The move comes after three years of recession and persistent hand-wringing over the state's business climate.

It is cheering corporate interests but worrying others, who are concerned it will set back the drive to clean up the nation's most polluted skies. "I think this is a landmark year for air quality in California," says Tom Soto of the environmentalist Coalition for Clean Air, referring to the looming battle in the Legislature.

The balance between economic development and environmental regulation is always a delicate one in California. It not only affects jobs and the air residents breathe, but it also sets the tone for similar debates across the country.

Because of the gravity of the smog problem here, regional and state air-pollution agencies are usually in the forefront of minting new approaches to cleaning up the skies.

They have often led the way in controlling emissions from conventional sources, such as cars and refineries, as well as unconventional ones, such as hair sprays and underarm deodorants.

The focus of this year's fight in the Legislature - where a bevy of bills has been introduced - isn't to roll back strictures, but to curb the power of the agencies that implement them. While air-pollution authorities are always a target of some groups in Sacramento, the issue this year is receiving more consideration from both sides of the aisle.

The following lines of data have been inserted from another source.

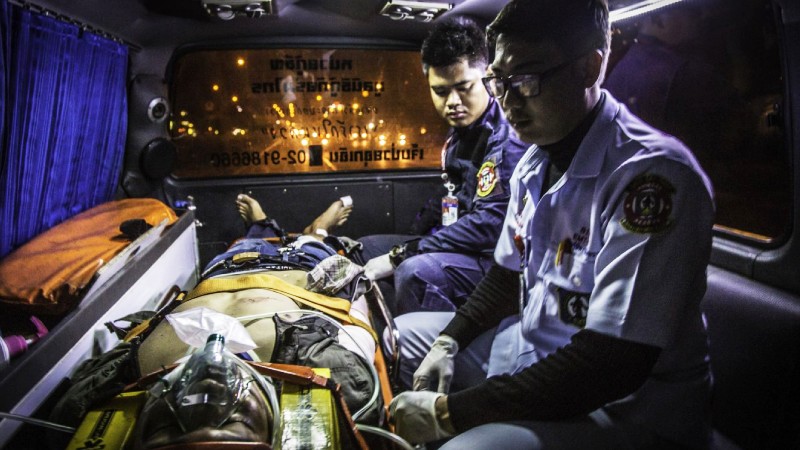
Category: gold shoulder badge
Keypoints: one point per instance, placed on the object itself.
(648, 204)
(487, 179)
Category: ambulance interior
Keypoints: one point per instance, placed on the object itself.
(176, 107)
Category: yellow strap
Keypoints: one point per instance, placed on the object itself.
(333, 306)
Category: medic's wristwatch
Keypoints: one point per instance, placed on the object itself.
(397, 254)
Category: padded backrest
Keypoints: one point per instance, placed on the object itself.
(754, 339)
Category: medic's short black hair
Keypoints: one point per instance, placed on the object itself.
(453, 40)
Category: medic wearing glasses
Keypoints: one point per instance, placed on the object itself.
(587, 332)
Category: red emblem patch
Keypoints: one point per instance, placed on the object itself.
(648, 204)
(487, 179)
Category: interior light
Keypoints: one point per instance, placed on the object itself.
(414, 10)
(637, 9)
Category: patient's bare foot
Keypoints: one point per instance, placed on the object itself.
(336, 215)
(249, 209)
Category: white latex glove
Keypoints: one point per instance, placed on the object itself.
(378, 267)
(414, 415)
(437, 365)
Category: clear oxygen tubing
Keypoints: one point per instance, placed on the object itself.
(386, 434)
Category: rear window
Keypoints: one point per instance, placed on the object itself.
(710, 73)
(282, 111)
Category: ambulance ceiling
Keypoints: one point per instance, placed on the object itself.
(171, 23)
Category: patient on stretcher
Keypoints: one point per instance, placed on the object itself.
(301, 302)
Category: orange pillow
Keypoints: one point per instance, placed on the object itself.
(47, 275)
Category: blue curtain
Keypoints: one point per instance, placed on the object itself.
(66, 123)
(4, 40)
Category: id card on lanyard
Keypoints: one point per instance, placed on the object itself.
(519, 243)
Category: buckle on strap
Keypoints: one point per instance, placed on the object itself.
(245, 257)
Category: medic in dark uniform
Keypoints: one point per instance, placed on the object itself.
(438, 271)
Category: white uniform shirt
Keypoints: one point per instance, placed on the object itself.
(619, 245)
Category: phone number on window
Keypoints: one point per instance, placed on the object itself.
(274, 157)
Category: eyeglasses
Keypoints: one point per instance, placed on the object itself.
(524, 85)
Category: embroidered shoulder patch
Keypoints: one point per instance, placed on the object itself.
(487, 179)
(648, 204)
(573, 307)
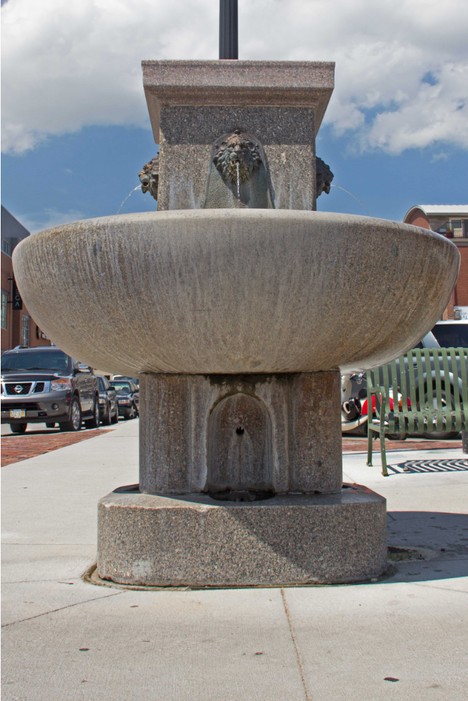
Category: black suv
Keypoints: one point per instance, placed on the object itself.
(45, 385)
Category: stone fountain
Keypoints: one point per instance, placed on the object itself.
(232, 304)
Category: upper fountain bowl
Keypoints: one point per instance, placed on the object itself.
(235, 290)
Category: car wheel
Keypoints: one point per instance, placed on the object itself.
(74, 422)
(94, 421)
(18, 428)
(106, 419)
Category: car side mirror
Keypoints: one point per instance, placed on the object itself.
(82, 367)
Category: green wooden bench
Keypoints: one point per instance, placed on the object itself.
(422, 392)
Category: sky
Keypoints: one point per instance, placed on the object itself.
(75, 127)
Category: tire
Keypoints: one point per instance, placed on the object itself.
(74, 422)
(130, 413)
(107, 419)
(18, 428)
(94, 421)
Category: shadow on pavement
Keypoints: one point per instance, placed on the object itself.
(427, 545)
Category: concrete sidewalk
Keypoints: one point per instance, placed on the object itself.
(405, 637)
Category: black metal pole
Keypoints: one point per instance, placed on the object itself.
(228, 34)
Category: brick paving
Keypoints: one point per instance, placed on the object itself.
(23, 446)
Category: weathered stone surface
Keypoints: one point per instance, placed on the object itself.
(235, 291)
(278, 433)
(193, 104)
(198, 541)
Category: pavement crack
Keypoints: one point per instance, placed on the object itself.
(300, 664)
(61, 608)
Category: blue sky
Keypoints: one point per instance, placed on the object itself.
(75, 130)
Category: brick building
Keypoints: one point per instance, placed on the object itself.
(450, 221)
(18, 328)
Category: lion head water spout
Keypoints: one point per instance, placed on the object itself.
(238, 173)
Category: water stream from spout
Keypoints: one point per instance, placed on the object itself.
(138, 187)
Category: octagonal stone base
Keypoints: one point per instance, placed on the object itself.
(194, 540)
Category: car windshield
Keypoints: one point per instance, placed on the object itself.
(451, 335)
(122, 387)
(54, 361)
(102, 384)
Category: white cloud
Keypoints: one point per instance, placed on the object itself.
(71, 64)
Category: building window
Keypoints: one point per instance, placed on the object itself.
(456, 226)
(25, 330)
(4, 309)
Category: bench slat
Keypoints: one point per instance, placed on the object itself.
(429, 389)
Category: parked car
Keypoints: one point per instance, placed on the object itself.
(45, 385)
(108, 407)
(452, 333)
(127, 398)
(354, 409)
(133, 380)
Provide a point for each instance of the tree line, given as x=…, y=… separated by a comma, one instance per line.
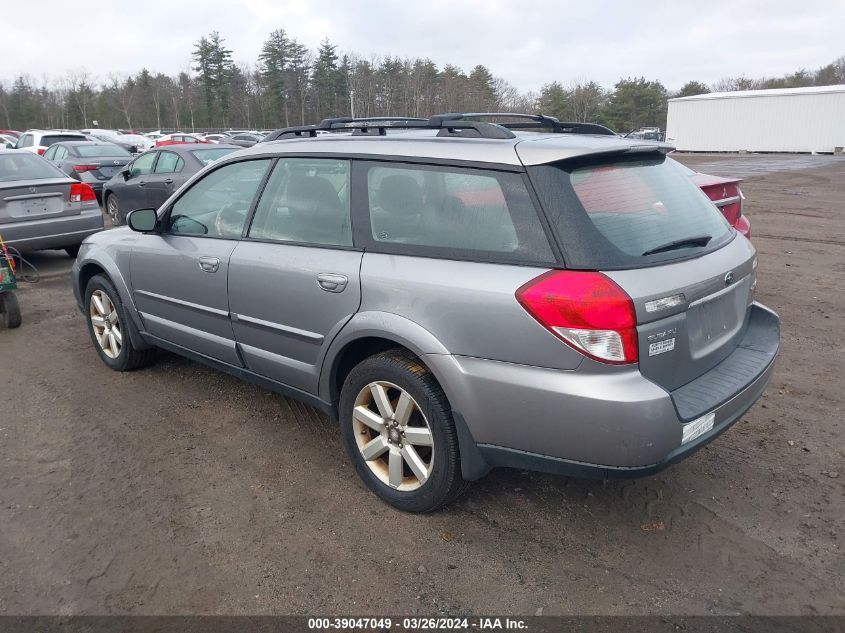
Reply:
x=289, y=84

"I don't know if there are more bills, but they are getting more attention," says Bill Sessa, a staff member with the California Air Resources Board, which regulates air pollution in the state. "The Legislature is responding to the public debate."

Coming under particular scrutiny is the South Coast Air Quality Management District (AQMD), the agency that oversees air quality in the four-county Los Angeles basin. More than a dozen measures take aim at this body alone.

One bill, sponsored by state Sen. John Lewis (R) of Orange, would require the AQMD to hire an ombudsman to serve as a business advocate. It would also create an independent board to review companies' appeals of fines and other agency decisions.

Another bill would do away with the agency's often-criticized requirement that companies give incentives for car-pooling and reduce the number of car trips to and from work. A third measure, sponsored by Assemblyman Richard Polanco (D) of Los Angeles, would give the state the power to set the agency's budget.

"I don't see a move toward making regulations less stringent," says Valerie Nera, a lobbyist with the California Chamber of Commerce, which backs many of the measures. "We want to streamline regulations that are overlapping or conflicting."

Behind the push is a dispute over whether environmental rules are choking off economic development. Irritation at the AQMD has grown as regulations have extended to smaller and smaller companies. The pique has peaked in the recession.

Pollution-permitting and other rules are often cited by the business community as a prime reason for corporate flight to other states. By one estimate, 700 manufacturing plants have relocated or expanded outside California in the last five years.

"A lot of times the [environmental control] technology being looked at is not viable," says Jack Kyser, chief economist at the Economic Development Corporation, a nonprofit group here. "If you're pushing the envelope, you need to be practical about it."

ENVIRONMENTALISTS and air-quality officials, who say many of the issues raised in the bills have already been addressed, see things differently. California's woes, they argue, are the result of a national recession and restructuring in defense and other industries.

Companies that have left California have done so more because of high land, labor, and housing costs and other factors. Any slowdown in cleaning up the state's skies, they say, will further impair the quality of life here - ultimately undermining economic growth.

"There is this misperception that air-quality regulations are in some way responsible for the recession," Mr. Soto says.

It is too early to tell what might happen. Some of the more far-reaching measures probably will not make it. Others may be intended only to send a message to smog regulators. But certainly there is receptivity in the Legislature this year to improving the business climate - something district officials are aware of.

"My guess is there are some things that environmental districts need to do," says AQMD board member Larry Berg.